Update 1: Mounting Host Path persistent volume works flawlessly for me.

mehrdadpfg commented 4 years ago

@twright-msft @LuisBosquez any help?

soroshsabz commented 3 years ago

Did you have any explanation for this issue?

MSC02 commented 3 years ago

I have only a little update on this issue: We currently have three Kubernetes clusters running in our infrastructure. On two of them we can reproduce the issue as described. On the third the issue is gone, but we currently can not explain why. The working cluster runs on different hardware and has a different storage provider (different storage class). Unfortunately I can't tell you what is causing this problem on the two other clusters. It could be the hardware, the storage provider, the Linux distro on which the nodes are running or any other part of the infrastructure. We will investigate this further and I hope I can find the root cause but at them moment I still have no clue.

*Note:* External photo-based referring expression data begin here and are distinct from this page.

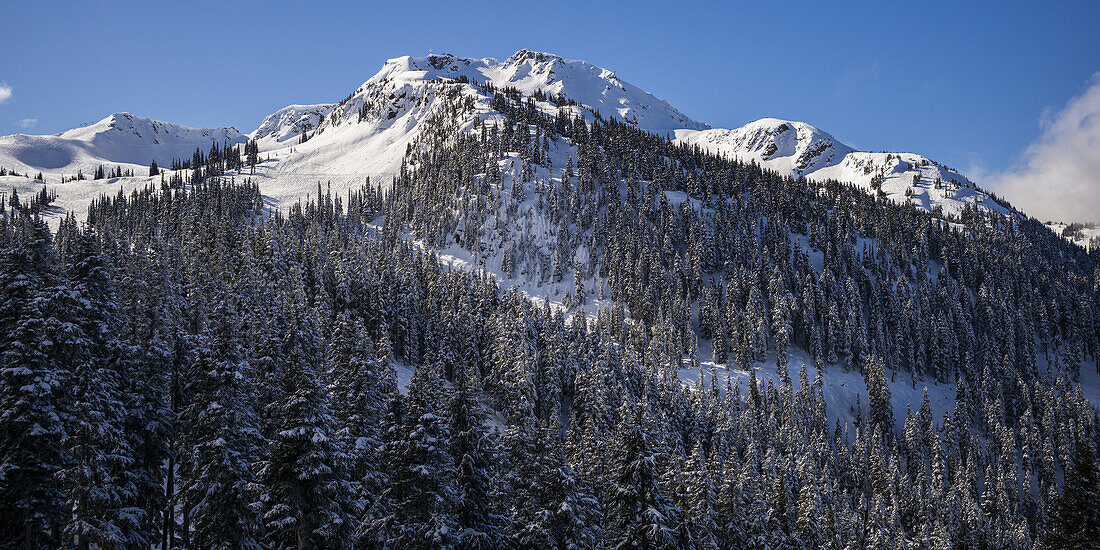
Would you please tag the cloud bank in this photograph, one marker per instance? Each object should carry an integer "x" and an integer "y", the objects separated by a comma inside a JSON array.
[{"x": 1058, "y": 176}]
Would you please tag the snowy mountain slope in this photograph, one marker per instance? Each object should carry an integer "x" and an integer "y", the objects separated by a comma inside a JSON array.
[
  {"x": 530, "y": 72},
  {"x": 1079, "y": 234},
  {"x": 370, "y": 132},
  {"x": 288, "y": 123},
  {"x": 796, "y": 149},
  {"x": 120, "y": 139}
]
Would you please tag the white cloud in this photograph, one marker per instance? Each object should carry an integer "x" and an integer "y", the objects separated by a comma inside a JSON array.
[{"x": 1058, "y": 176}]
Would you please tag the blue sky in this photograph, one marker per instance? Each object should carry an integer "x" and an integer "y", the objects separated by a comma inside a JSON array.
[{"x": 964, "y": 83}]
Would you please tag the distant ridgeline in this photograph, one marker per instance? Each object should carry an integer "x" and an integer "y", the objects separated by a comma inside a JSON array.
[{"x": 193, "y": 370}]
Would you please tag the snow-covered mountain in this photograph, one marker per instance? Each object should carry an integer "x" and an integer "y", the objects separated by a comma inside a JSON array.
[
  {"x": 370, "y": 132},
  {"x": 289, "y": 123},
  {"x": 121, "y": 139},
  {"x": 800, "y": 150}
]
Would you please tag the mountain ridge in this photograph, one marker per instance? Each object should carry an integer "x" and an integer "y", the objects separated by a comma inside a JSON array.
[{"x": 369, "y": 133}]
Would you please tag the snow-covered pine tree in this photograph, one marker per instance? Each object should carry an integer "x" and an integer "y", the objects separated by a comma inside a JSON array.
[
  {"x": 221, "y": 440},
  {"x": 307, "y": 495},
  {"x": 31, "y": 389}
]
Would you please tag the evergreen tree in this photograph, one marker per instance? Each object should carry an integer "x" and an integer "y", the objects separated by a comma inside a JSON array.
[
  {"x": 307, "y": 495},
  {"x": 221, "y": 439},
  {"x": 1075, "y": 516}
]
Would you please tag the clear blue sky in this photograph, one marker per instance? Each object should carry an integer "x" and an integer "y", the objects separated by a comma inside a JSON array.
[{"x": 964, "y": 83}]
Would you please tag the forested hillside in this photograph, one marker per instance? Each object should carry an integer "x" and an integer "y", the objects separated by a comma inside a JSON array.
[{"x": 189, "y": 369}]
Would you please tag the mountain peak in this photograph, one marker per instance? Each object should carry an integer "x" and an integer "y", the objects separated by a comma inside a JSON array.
[{"x": 531, "y": 72}]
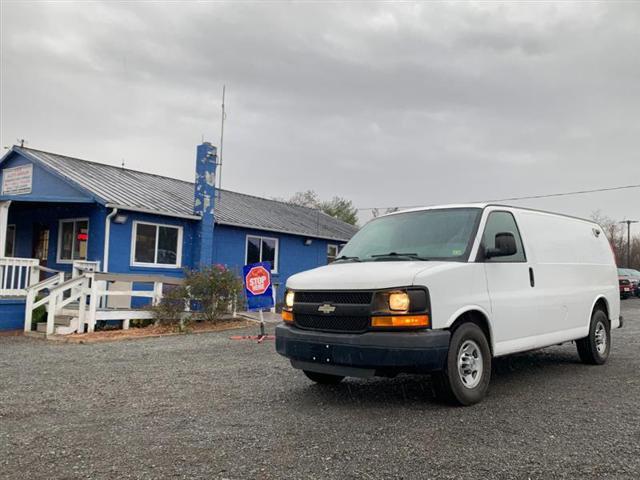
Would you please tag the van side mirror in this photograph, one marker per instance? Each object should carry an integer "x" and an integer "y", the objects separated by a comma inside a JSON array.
[{"x": 505, "y": 246}]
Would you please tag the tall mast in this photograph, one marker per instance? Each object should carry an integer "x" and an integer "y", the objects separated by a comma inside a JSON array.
[{"x": 224, "y": 87}]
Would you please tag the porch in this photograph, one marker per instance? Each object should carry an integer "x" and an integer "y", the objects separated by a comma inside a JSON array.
[{"x": 76, "y": 302}]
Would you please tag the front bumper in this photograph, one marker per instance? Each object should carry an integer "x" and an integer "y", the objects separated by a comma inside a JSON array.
[{"x": 363, "y": 354}]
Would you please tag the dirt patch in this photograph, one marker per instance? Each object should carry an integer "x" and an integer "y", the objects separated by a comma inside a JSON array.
[{"x": 151, "y": 331}]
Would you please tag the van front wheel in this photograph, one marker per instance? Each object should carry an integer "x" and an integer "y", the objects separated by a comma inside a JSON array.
[
  {"x": 594, "y": 349},
  {"x": 465, "y": 378}
]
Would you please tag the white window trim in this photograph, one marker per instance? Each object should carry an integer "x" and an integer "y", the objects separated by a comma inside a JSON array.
[
  {"x": 134, "y": 230},
  {"x": 59, "y": 248},
  {"x": 274, "y": 267},
  {"x": 13, "y": 252},
  {"x": 336, "y": 246}
]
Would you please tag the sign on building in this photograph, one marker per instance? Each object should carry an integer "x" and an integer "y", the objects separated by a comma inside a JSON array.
[
  {"x": 257, "y": 284},
  {"x": 17, "y": 180}
]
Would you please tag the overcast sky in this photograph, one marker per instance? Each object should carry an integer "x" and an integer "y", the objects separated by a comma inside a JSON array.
[{"x": 385, "y": 104}]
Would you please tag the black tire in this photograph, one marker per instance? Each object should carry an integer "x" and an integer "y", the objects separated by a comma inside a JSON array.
[
  {"x": 590, "y": 348},
  {"x": 449, "y": 385},
  {"x": 323, "y": 378}
]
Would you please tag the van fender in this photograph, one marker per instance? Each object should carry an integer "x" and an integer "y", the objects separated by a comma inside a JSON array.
[
  {"x": 474, "y": 308},
  {"x": 614, "y": 323}
]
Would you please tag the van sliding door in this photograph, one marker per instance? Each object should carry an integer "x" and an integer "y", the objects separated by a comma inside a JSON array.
[{"x": 511, "y": 286}]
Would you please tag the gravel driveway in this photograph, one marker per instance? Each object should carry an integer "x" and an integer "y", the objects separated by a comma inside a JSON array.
[{"x": 203, "y": 406}]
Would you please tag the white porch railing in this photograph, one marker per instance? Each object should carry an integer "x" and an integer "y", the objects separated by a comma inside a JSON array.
[
  {"x": 16, "y": 275},
  {"x": 89, "y": 289}
]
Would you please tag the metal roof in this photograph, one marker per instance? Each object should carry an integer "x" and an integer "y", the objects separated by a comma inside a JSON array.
[{"x": 140, "y": 191}]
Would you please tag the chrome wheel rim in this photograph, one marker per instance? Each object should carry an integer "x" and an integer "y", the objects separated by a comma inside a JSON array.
[
  {"x": 470, "y": 365},
  {"x": 601, "y": 338}
]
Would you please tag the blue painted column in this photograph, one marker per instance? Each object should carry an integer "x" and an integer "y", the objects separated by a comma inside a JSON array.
[{"x": 204, "y": 199}]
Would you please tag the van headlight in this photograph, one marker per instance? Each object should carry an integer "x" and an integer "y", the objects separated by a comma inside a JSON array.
[
  {"x": 289, "y": 298},
  {"x": 399, "y": 301}
]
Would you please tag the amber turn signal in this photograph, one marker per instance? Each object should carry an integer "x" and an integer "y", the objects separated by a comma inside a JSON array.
[
  {"x": 401, "y": 321},
  {"x": 287, "y": 316}
]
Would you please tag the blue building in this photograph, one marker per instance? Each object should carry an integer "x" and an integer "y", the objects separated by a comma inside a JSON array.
[{"x": 57, "y": 210}]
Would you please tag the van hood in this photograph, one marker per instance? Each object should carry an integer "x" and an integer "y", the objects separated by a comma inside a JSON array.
[{"x": 363, "y": 275}]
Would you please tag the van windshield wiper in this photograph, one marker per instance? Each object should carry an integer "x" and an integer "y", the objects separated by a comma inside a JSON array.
[
  {"x": 412, "y": 256},
  {"x": 347, "y": 259}
]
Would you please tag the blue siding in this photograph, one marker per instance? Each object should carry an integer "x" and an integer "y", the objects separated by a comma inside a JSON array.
[
  {"x": 11, "y": 314},
  {"x": 54, "y": 199},
  {"x": 25, "y": 216},
  {"x": 229, "y": 245}
]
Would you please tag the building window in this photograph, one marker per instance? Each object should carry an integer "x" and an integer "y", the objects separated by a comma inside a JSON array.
[
  {"x": 73, "y": 236},
  {"x": 262, "y": 249},
  {"x": 332, "y": 252},
  {"x": 10, "y": 246},
  {"x": 156, "y": 245}
]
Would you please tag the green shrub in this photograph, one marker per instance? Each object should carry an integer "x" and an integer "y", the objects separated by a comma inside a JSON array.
[
  {"x": 212, "y": 291},
  {"x": 171, "y": 309},
  {"x": 208, "y": 292}
]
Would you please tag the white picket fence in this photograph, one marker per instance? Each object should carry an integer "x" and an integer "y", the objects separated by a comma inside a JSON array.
[
  {"x": 17, "y": 274},
  {"x": 88, "y": 290}
]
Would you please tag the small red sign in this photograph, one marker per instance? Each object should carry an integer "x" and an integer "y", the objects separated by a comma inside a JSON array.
[{"x": 258, "y": 280}]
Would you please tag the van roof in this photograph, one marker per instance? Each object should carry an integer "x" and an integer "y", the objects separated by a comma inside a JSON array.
[{"x": 488, "y": 204}]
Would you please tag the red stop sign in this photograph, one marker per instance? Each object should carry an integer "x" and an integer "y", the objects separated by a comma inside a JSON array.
[{"x": 257, "y": 280}]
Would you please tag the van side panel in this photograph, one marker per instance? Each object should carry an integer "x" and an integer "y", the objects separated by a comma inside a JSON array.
[
  {"x": 454, "y": 289},
  {"x": 574, "y": 266}
]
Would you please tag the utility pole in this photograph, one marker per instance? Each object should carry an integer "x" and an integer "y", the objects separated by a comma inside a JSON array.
[
  {"x": 629, "y": 222},
  {"x": 224, "y": 116}
]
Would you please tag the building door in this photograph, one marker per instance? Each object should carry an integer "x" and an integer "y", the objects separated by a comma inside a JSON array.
[{"x": 41, "y": 245}]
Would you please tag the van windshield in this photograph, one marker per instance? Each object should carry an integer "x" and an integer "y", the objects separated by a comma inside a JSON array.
[{"x": 442, "y": 234}]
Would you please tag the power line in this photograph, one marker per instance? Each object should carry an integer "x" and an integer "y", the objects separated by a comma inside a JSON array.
[{"x": 529, "y": 197}]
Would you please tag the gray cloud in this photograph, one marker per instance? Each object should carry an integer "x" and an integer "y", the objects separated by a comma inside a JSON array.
[{"x": 387, "y": 104}]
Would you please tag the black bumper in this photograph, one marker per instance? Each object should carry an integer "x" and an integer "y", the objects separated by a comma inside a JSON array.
[{"x": 364, "y": 354}]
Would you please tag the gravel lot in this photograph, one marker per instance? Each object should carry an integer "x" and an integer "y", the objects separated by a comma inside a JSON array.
[{"x": 203, "y": 406}]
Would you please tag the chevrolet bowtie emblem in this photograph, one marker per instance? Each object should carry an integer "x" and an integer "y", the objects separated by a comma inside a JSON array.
[{"x": 326, "y": 308}]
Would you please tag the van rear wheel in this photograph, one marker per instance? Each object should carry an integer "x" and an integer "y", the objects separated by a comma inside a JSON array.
[
  {"x": 323, "y": 378},
  {"x": 594, "y": 349},
  {"x": 465, "y": 378}
]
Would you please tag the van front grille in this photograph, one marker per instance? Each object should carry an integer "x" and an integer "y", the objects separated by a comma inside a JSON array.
[
  {"x": 344, "y": 297},
  {"x": 330, "y": 323}
]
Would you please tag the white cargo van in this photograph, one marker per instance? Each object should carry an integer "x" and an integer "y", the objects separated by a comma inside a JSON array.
[{"x": 444, "y": 290}]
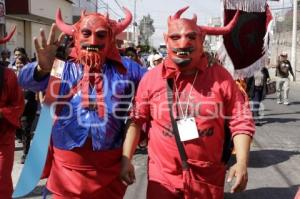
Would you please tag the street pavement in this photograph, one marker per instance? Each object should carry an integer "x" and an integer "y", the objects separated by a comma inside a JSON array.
[{"x": 274, "y": 166}]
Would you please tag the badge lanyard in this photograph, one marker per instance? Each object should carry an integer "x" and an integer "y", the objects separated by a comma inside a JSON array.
[
  {"x": 187, "y": 125},
  {"x": 184, "y": 114}
]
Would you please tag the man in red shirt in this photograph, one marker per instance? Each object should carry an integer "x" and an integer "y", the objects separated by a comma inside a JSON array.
[
  {"x": 204, "y": 94},
  {"x": 11, "y": 109}
]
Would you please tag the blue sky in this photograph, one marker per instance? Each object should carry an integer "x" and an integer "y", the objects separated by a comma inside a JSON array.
[{"x": 161, "y": 9}]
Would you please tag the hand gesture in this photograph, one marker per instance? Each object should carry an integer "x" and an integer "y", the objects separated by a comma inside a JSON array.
[
  {"x": 127, "y": 172},
  {"x": 46, "y": 51},
  {"x": 239, "y": 171}
]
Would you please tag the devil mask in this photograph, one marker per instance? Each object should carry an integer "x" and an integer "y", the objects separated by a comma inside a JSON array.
[
  {"x": 185, "y": 38},
  {"x": 8, "y": 37}
]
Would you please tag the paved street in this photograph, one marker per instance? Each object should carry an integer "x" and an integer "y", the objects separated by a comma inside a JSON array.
[{"x": 274, "y": 171}]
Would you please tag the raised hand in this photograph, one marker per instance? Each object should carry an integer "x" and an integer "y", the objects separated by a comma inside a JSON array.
[{"x": 46, "y": 50}]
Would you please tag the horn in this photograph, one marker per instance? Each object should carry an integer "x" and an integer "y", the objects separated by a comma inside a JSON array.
[
  {"x": 221, "y": 30},
  {"x": 120, "y": 26},
  {"x": 106, "y": 16},
  {"x": 179, "y": 13},
  {"x": 68, "y": 29},
  {"x": 8, "y": 37},
  {"x": 194, "y": 19},
  {"x": 83, "y": 13}
]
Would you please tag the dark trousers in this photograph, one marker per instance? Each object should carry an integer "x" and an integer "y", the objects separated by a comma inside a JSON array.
[{"x": 257, "y": 98}]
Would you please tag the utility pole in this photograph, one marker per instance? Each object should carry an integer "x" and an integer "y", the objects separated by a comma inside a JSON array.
[
  {"x": 134, "y": 22},
  {"x": 107, "y": 9},
  {"x": 294, "y": 39}
]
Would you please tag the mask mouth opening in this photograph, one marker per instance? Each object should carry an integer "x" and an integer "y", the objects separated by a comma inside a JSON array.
[
  {"x": 183, "y": 52},
  {"x": 93, "y": 48}
]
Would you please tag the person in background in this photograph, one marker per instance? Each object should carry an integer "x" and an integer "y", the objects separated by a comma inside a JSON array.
[
  {"x": 256, "y": 89},
  {"x": 131, "y": 53},
  {"x": 4, "y": 58},
  {"x": 11, "y": 109},
  {"x": 29, "y": 113},
  {"x": 156, "y": 60},
  {"x": 283, "y": 70}
]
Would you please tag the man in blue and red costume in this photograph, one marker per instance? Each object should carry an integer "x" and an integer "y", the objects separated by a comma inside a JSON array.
[
  {"x": 203, "y": 94},
  {"x": 11, "y": 109},
  {"x": 88, "y": 133}
]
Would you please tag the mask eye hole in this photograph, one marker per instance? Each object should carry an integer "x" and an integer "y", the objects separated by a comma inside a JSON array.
[
  {"x": 192, "y": 36},
  {"x": 86, "y": 33},
  {"x": 101, "y": 34},
  {"x": 174, "y": 37}
]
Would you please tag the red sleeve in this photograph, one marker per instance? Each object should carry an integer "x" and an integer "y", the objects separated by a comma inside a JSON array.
[
  {"x": 238, "y": 109},
  {"x": 15, "y": 106},
  {"x": 140, "y": 112}
]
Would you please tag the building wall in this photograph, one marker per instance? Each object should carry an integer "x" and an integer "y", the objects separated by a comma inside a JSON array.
[
  {"x": 18, "y": 39},
  {"x": 89, "y": 5},
  {"x": 28, "y": 27},
  {"x": 79, "y": 5},
  {"x": 47, "y": 8}
]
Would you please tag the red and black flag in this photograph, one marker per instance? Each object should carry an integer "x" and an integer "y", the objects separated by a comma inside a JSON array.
[{"x": 247, "y": 43}]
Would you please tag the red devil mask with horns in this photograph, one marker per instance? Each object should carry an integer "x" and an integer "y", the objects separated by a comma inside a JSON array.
[
  {"x": 8, "y": 37},
  {"x": 185, "y": 38},
  {"x": 94, "y": 42}
]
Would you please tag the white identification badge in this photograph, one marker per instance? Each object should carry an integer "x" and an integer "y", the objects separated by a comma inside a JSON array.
[{"x": 187, "y": 129}]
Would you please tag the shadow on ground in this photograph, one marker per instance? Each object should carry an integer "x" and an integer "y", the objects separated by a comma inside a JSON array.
[{"x": 265, "y": 193}]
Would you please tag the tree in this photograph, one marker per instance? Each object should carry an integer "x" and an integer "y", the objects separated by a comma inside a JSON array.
[{"x": 146, "y": 29}]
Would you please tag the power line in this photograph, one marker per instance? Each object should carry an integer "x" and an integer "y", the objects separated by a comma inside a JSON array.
[
  {"x": 109, "y": 8},
  {"x": 118, "y": 4}
]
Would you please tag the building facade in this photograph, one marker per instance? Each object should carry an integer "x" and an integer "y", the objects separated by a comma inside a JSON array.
[{"x": 30, "y": 16}]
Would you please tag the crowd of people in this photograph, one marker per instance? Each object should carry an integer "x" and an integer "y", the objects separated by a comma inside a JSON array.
[{"x": 174, "y": 96}]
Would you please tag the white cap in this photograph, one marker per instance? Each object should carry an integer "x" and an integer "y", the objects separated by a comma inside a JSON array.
[{"x": 156, "y": 57}]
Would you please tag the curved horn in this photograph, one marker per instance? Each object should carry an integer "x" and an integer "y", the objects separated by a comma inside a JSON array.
[
  {"x": 68, "y": 29},
  {"x": 106, "y": 16},
  {"x": 83, "y": 13},
  {"x": 194, "y": 19},
  {"x": 179, "y": 13},
  {"x": 120, "y": 26},
  {"x": 8, "y": 37},
  {"x": 221, "y": 30}
]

soroshsabz commented 3 years ago

@amitmsft

mehrdadpfg commented 3 years ago

@MSC02 what is the storage provider on the cluster that works?

khanhvu161188 commented 3 years ago

We have the same problem here. Node run Ubuntu 20 and use NFS as persistence volume but no luck at all

soroshsabz commented 3 years ago

@amitmsft any update?

banerjeeamit commented 3 years ago

I would suggest opening a support case with Microsoft to check what issue you are hitting. SQL Linux containers do work with persistent volumes on K8s. So there is some troubleshooting required to identify what your specific root cause is.

f-camacho commented 2 years ago

Same issue here, but this time launching a database clone. Using a persistent volume mounted on /var/opt/mssql, same permissions & owners as not using persistent volumes. The underlaying filesystem is XFS and the host OS is Ubuntu 20.04. I'm using Kubernetes and the volume is mounted using Heketi/GlusterFS. Tested it with different MSSQL versions (2019, 2017) and different docker base images (Ubuntu 20.04, 18.04 and 16.04):

dbcc clonedatabase (testdb, testdbcopy)

Started executing query at Line 1
Database cloning for 'testdb' has started with target as 'testdbcopy'.
Msg 5123, Level 16, State 1, Line 1
CREATE FILE encountered operating system error 31(A device attached to the system is not functioning.) while attempting to open or create the physical file '/var/opt/mssql/testdb.mdf_MSSQL_DBCC6'.
Msg 1823, Level 16, State 8, Line 1
A database snapshot cannot be created because it failed to start.
Msg 1823, Level 16, State 2, Line 1
A database snapshot cannot be created because it failed to start.
Total execution time: 00:00:00.231

It works as expected without using persistent volumes. This issue appeared before in the past during the initialization of the engine. Microsoft fixed it, so I suspect this issue could be also fixed in the same way but it must be managed by Microsoft directly into the SQL Server internal code.

waqasdev54 commented 6 months ago

We are encountering data persistence issues with our Microsoft SQL Server image tagged 2019. Despite utilizing Persistent Volume Claims (PVCs) for data storage, we have experienced multiple instances of data loss. Can anyone confirm encountering similar behavior or provide insights into potential causes?